I am more hot, tired, and sore than I think I have ever been in my life. One thing I would like to note right off the bat: whomever it was that coined the phrase “A good kind of tired” was an asshole. There is no such thing, and if there was, we shot right past it on the Tired Scale so quickly we completely missed the exhilaration part, and proceeded directly to the utter and complete exhaustion part.
Day 2 of the Moving Truck Unload starts soon, and I am just a couple of Advil away from total paralysis. After so many years in the restaurant business, clutching knives, pans, trays, and carrying plates and such, I have more than a mild case of Carpal Tunnel in my wrists; and after yesterday, my hands are swollen like a couple of Catcher’s Mitts. The last time I was this exhausted, both physically and mentally was five years ago when we drove a rental truck to New Orleans, packed up our house one day, drove back to Atlanta the next, and immediately jumped into several months of a 16-hour-a-day work schedule, as we took over operations of a restaurant we were thinking of buying. Then, like now, if someone were to have uttered the phrase, “but, it’s a good kind of tired”, I would probably have punched them in the nose, real hard.
We have had seven days of cross country car travel with a dog, a cat, and our daughter, along with all the obligatory equipment, suitcases, litter boxes, etc, that needed to be unloaded and reloaded every damn day. This was book-ended by three long days of loading a moving truck and cleaning a three bedroom house on one end, and now the unloading and unpacking over the next few days on this end.
The moving truck arrived on our tiny little street yesterday morning. After doing a nice job of tree trimming on its way down our block, the driver managed to dock it right in front of the house, and we were able to begin our excavation and damage assessments. Much like the overhead bins on the airlines, some shifting of contents had occurred, requiring us to remove items layer by layer, box by box, sometimes using the ladder which we had serendipitously packed onto the truck last, to climb up and over larger items, so we could gain access to the toppled mass of boxes and bins behind them. Despite years of seeing (and largely ignoring) all those safety videos at work, “Back straight, and use your legs” was just not a viable option.
And the cherry on top of all this back and forth carrying, twisting, reaching, clutching, lifting, unpacking and hand-trucking (the word for “hand truck” in Spanish is “Diablo” and now I know why) is not the 90° heat and 70% humidity. No, that much was expected. The real topper is that the air conditioning in our newly gutted and remodeled house is non-functional. Somehow our Home Inspection Guy missed the fact that our brand new heat pump was not hooked up to any viable source of electricity; so our house, which has been locked up tight for about 3 months, is roughly the same temperature as those little iron boxes they used to put POW’s in during the Civil War. And just for added fun, all the screens for our freshly painted windows are in a little storage room off the carport, not on the windows. So, unless we want to be the Noah’s Arc of flying insects, and have at least two of every one of the dozens of species that live here in the South, buzzing around every light in our house, the windows and doors have to stay closed. Plus we have a cat that needs to stay inside, lest he freak out even more than he did riding in a car and prowling strange hotel rooms every night over the last week. So, after a quick trip to Lowe’s for some screen installation materials, we managed to get a little airflow happening, albeit some very hot and humid airflow.

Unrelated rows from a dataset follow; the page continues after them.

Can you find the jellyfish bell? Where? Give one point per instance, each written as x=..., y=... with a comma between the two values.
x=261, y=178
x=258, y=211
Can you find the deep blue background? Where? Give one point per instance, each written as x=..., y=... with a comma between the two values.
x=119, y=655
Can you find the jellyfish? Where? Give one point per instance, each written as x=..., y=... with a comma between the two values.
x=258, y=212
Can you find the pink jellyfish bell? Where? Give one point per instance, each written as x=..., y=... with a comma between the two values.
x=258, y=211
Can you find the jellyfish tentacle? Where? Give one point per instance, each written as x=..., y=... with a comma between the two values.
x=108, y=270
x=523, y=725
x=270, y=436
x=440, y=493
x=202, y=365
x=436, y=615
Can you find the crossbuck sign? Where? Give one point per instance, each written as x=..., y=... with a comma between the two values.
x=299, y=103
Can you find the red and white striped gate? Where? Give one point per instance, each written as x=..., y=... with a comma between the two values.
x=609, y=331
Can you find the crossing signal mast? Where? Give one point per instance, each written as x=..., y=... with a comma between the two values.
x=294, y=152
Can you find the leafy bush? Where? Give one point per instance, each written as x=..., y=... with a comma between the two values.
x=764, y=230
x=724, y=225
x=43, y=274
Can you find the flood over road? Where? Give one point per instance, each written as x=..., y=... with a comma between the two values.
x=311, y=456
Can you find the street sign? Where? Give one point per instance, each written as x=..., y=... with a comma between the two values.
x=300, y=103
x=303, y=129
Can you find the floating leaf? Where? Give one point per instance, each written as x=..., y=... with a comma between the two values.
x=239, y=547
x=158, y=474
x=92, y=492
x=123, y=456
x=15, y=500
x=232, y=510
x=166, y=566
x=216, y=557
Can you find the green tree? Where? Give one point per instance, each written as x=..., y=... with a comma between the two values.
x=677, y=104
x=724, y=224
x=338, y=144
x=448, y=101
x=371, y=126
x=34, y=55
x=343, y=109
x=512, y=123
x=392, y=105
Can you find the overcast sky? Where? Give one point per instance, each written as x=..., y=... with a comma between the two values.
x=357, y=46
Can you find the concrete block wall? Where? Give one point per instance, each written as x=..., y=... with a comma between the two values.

Being a huge believer in Extended Service Contracts, I do have a Home Warranty that, unbelievably, includes the air conditioning system. So the Air Conditioning Dude was called but, of course, cannot come out until the next day within the standard “One PM to Five PM” window. We gratefully accept our friends offer to sleep in the air-conditioned bliss of their house, so our first night in our new home is postponed.
The next day we begin the slow trudge of unpacking several dozen more boxes of crap than we actually have space for, get the beds set up, rugs unrolled, etc. The Air Conditioning Dude arrives to much fanfare and celebration, and proceeds to crawl around under the house connecting the connections and makes the pronouncement the AC is now live. He is thanked as the conquering hero, showered with rose petals, tipped accordingly, and then leaves. A couple of sweaty hours of box and furniture moving later, the system is not exactly roaring to life. If you put your hand directly in front of one of the vents, a mild, cool breeze is evident; move it 10 inches away, bupkus. The thermostat says it’s still 82 in the house and my body temp is about 102. So another call is made, another four-hour window is established, and we attempt to get some sleep in our steamy, new casa.
So, last night, as I was lying in bed wearing only my shorts and wife-beater and sweating bullets, I am listening to an approaching thunderstorm, anticipating its clearing of the air and the much-needed drop in temperature it will bring. I am gazing through our open bedroom window into the darkness, listening to owls and Cicadas, and watching the Lightning Bugs flit around in our back yard, flashing like Christmas Tree lights up in the oaks. I am feeling very much like Paul Newman in “The Long, Hot Summer”, remembering my love-hate relationship with this environment, and silently vowing to never, ever move anywhere again.